Roger Ebert Loses His Voice

Hey everyone, sorry about the lack of updates… I spent a week in California (which was surreal, and I’ll post a report soon) and I’ve just been busy getting back into the school schedule post-Spring Break. I’ve seen all sorts of movie news in the past week but I’ve just been a bit unmotivated to write about any of them. Don’t worry, I’m getting back into my groove with a couple of DVD reviews and more retrospectives and in May I’m going to post a huge retrospective on the films of Fred Zinnemann. Anyways…

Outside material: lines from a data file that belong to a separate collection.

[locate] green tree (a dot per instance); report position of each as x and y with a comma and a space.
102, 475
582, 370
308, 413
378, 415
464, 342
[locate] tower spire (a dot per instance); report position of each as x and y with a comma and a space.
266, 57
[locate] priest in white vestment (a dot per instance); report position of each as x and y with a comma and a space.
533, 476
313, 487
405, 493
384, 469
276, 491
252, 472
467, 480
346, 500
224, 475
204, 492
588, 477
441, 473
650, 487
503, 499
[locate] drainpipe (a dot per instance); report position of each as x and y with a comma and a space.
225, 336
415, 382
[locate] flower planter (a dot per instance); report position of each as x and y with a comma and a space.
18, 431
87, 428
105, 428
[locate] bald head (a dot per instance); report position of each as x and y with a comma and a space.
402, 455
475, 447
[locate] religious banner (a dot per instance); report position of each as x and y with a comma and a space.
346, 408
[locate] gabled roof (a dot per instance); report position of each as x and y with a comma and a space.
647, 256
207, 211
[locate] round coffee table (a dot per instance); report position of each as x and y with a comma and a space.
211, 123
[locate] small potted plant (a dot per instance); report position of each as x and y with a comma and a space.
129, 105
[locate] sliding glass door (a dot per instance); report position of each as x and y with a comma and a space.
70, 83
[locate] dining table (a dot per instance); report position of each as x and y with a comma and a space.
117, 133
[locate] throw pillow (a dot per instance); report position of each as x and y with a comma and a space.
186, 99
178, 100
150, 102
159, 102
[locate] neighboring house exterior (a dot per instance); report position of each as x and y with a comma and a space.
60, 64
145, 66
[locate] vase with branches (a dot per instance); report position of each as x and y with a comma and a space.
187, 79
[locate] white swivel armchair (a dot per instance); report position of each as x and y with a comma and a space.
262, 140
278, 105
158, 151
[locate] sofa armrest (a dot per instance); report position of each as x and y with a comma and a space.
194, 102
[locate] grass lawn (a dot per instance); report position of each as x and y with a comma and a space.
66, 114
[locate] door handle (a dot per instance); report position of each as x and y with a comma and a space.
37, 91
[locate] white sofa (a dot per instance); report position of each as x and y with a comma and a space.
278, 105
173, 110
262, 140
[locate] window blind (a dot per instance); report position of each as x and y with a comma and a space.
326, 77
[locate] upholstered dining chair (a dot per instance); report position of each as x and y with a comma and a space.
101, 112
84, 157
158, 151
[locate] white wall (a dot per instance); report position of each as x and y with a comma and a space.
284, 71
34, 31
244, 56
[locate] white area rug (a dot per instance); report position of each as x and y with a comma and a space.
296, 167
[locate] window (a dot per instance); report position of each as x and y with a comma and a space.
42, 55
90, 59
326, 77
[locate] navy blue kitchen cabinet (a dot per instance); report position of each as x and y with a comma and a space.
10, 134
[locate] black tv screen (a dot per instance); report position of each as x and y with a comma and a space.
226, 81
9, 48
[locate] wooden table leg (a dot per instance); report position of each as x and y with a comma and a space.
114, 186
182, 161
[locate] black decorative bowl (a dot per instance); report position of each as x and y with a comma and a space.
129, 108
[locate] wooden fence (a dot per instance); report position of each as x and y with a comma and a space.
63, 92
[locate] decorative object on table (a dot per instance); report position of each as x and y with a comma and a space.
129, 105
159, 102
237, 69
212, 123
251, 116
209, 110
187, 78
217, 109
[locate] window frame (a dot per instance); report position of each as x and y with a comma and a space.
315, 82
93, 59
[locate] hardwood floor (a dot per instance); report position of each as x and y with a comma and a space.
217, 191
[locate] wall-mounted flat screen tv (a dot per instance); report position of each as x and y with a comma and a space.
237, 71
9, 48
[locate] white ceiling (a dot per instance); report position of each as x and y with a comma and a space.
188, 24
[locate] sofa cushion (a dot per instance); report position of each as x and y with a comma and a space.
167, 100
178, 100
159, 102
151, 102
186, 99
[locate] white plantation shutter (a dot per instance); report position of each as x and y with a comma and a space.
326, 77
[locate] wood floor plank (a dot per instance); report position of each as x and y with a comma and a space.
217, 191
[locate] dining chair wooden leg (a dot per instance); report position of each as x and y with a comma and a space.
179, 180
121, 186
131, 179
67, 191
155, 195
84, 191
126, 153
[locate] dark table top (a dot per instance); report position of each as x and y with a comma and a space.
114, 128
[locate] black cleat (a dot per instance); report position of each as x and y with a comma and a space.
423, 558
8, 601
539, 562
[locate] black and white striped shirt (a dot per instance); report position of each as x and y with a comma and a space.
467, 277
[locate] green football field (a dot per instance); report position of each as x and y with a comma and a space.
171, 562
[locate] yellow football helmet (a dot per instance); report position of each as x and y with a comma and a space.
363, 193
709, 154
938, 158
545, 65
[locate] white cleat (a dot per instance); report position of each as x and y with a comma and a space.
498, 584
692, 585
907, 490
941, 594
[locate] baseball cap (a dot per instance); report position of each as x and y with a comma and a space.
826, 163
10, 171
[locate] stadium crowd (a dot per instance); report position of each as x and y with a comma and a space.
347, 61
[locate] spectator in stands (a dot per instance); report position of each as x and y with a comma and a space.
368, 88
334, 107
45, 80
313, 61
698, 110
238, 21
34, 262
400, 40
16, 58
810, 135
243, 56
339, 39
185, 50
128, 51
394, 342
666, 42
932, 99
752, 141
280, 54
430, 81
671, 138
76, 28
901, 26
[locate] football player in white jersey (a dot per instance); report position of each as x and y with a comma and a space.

I feel really bad for Roger Ebert… his voice is gone. It’s a terrible loss, and even though he’s still writing there’s an air about the whole situation that feels like the ending of an era. His early work is astounding, and he truly grew wonderfully as a critic. With Gene Siskel, he reinvented the movie industry and I’ve always been very fond of him. Lately his work definitely mirrors his personal life and honestly I’ve had a hard time reading the more recent reviews – I find it just to be a little too over-the-top.

I cite Ebert as a major influence on my writing, and I really think that Richard Roeper has the chops to carry the torch, but I really hope Ebert finds a new voice in this new phase of his career. It could be a downfall, or hopefully a waking up or a rebirth.

I’ll be back soon, with all sorts of meaty reviews and other bits of wonderful movie treats!